High level goal: a Verkle tree (Merkle tree using algebraic vector commitments at each level rather than hashes) with depth d where I can prove the existence of n key/value pairs in the tree. Assuming the verifier already has the tree root commitment as well as the key/value pairs, I would like the additional proof size to be sublinear in either d or n, or ideally both. Zero-knowledge is not required.
I have reviewed Vitalik's and Dankrad's posts on Bulletproofs-style inner product argument and KZG polynomial commitment batching at https://vitalik.ca/general/2021/06/18/verkle.html and https://dankradfeist.de/ethereum/2021/06/18/pcs-multiproofs.html.
If I am understanding correctly, then to prove n relations of the form f_i(x_i) = y_i, assuming the verifier already has each x_i/y_i, the proof consists of one commitment for each polynomial f_i, as well as a constant (with respect to n) sized batched proof.
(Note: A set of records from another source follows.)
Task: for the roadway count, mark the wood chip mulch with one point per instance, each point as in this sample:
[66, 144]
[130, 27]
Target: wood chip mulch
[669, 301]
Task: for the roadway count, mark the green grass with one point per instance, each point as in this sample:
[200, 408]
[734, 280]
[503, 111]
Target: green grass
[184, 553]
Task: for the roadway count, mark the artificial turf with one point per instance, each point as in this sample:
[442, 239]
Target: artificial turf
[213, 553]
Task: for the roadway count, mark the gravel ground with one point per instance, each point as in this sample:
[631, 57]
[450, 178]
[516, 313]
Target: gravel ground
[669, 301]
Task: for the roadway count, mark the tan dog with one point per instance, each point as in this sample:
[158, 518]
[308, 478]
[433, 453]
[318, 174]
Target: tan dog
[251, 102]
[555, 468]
The commitment per node is the major cost here and means we can only achieve a roughly (depth of merkle tree / depth of verkle tree ~= 8x) improvement in bandwidth.
Note that for each path, these relations have the property that f_i(x_i) = F_{i+1}, where F represents the commitment. This seems like it might help compress the proof for each path, but I don't have any concrete ideas.
Any references/relevant papers would be helpful. Thanks!